In order to maximize daylight without overdoing it, the architects deployed a veritable textbook of daylighting strategies. In Brewster Hall’s library, a corner room overlooking Casco Bay, a series of birch-ply light shelves bounces daylight off their mirrored plastic-laminate tops and into the room; mirror-image exterior shelves serve as awnings protecting the library from high-angle summer sun. Although the client could not afford this exact setup in the classrooms, the same reflective plastic laminate was applied to the tops of casework installed immediately beneath exterior-wall clerestory windows. “Most secondary education venues for the deaf are under-funded, so there was just one chance to use this money as wisely as possible,” Barba says of the double-tasking casework. In lieu of awnings, Venetian blinds were installed post-hoc in the classrooms to shun sun.

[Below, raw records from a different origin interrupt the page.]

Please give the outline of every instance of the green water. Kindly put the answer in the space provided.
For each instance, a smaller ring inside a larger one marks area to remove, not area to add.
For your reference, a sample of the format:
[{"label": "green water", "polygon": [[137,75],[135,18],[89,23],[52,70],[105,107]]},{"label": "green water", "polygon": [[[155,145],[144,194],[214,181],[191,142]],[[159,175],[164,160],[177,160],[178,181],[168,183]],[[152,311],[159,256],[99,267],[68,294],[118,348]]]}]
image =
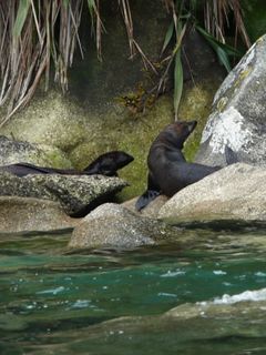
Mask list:
[{"label": "green water", "polygon": [[74,253],[68,234],[0,235],[0,354],[266,354],[266,226],[182,233]]}]

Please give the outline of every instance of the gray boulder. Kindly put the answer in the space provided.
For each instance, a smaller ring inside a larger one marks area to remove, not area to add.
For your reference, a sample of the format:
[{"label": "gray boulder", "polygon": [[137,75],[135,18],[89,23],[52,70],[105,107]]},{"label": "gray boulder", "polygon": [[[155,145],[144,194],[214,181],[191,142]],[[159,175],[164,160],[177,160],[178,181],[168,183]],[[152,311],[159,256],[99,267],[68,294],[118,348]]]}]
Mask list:
[{"label": "gray boulder", "polygon": [[58,202],[33,197],[0,196],[0,232],[4,234],[72,230],[79,222]]},{"label": "gray boulder", "polygon": [[119,204],[105,203],[80,222],[69,246],[131,248],[163,241],[170,230],[160,221],[137,216]]},{"label": "gray boulder", "polygon": [[55,201],[71,216],[89,213],[126,185],[119,178],[103,175],[40,174],[18,178],[7,172],[0,173],[0,196]]},{"label": "gray boulder", "polygon": [[266,221],[266,168],[237,163],[170,199],[158,217],[174,221]]},{"label": "gray boulder", "polygon": [[65,154],[55,146],[14,141],[0,135],[0,165],[32,163],[41,166],[72,168]]},{"label": "gray boulder", "polygon": [[231,71],[217,91],[196,162],[225,164],[228,145],[237,161],[266,164],[266,34]]}]

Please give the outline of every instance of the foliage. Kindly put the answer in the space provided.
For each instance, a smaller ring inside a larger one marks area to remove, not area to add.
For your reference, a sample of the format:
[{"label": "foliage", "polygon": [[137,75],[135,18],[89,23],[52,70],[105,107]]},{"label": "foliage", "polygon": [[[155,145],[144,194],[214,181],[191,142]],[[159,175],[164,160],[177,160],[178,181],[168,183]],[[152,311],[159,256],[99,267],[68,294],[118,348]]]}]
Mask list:
[{"label": "foliage", "polygon": [[[114,0],[113,0],[114,1]],[[145,55],[134,38],[133,17],[130,0],[116,0],[121,10],[129,39],[131,57],[139,53],[144,67],[157,74],[155,65]],[[243,23],[239,0],[164,0],[162,11],[172,14],[172,21],[165,36],[162,54],[175,42],[162,74],[157,92],[164,88],[168,70],[174,63],[174,106],[177,116],[178,103],[183,90],[183,69],[181,62],[182,41],[190,22],[196,22],[196,12],[204,4],[204,27],[197,23],[198,31],[217,52],[221,62],[229,70],[228,55],[236,53],[225,44],[225,28],[228,26],[228,13],[235,20],[235,44],[238,34],[246,45],[248,37]],[[101,17],[100,0],[12,0],[0,2],[0,105],[8,106],[8,114],[1,125],[32,98],[41,78],[45,89],[49,88],[51,69],[54,68],[54,81],[62,91],[68,90],[68,69],[73,63],[74,52],[83,50],[79,36],[81,16],[88,8],[92,32],[99,59],[102,60],[102,34],[105,31]]]}]

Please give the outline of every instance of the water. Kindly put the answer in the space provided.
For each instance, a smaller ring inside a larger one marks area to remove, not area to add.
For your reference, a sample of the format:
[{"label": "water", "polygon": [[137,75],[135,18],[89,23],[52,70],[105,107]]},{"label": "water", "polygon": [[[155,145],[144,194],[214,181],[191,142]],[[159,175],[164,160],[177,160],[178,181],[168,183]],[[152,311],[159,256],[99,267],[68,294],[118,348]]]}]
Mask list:
[{"label": "water", "polygon": [[0,354],[266,354],[266,226],[182,235],[80,252],[0,235]]}]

Throughout the building, eight light monitors convey daylight into the interior. Light enters each of these rooftop volumes via a pair of south-facing windows, and then strikes the mirrored tops of baffles suspended underneath each monitor. (The underside of each baffle is wrapped in acoustic-dampening fabric.) On my mid-January visit to Brewster Hall, I perceived that abundant daylight had coaxed all of the building’s sensor-controlled lamps to sleep without shrinking one’s pupils to pinpoints—a contrast to the snowy, blinding glare outside. In person, too, the design reveals poetry behind its pragmatism, with Brewster Hall’s light monitors evoking the canted volumes of the famous Haystack Mountain School of Crafts further up the Maine coast.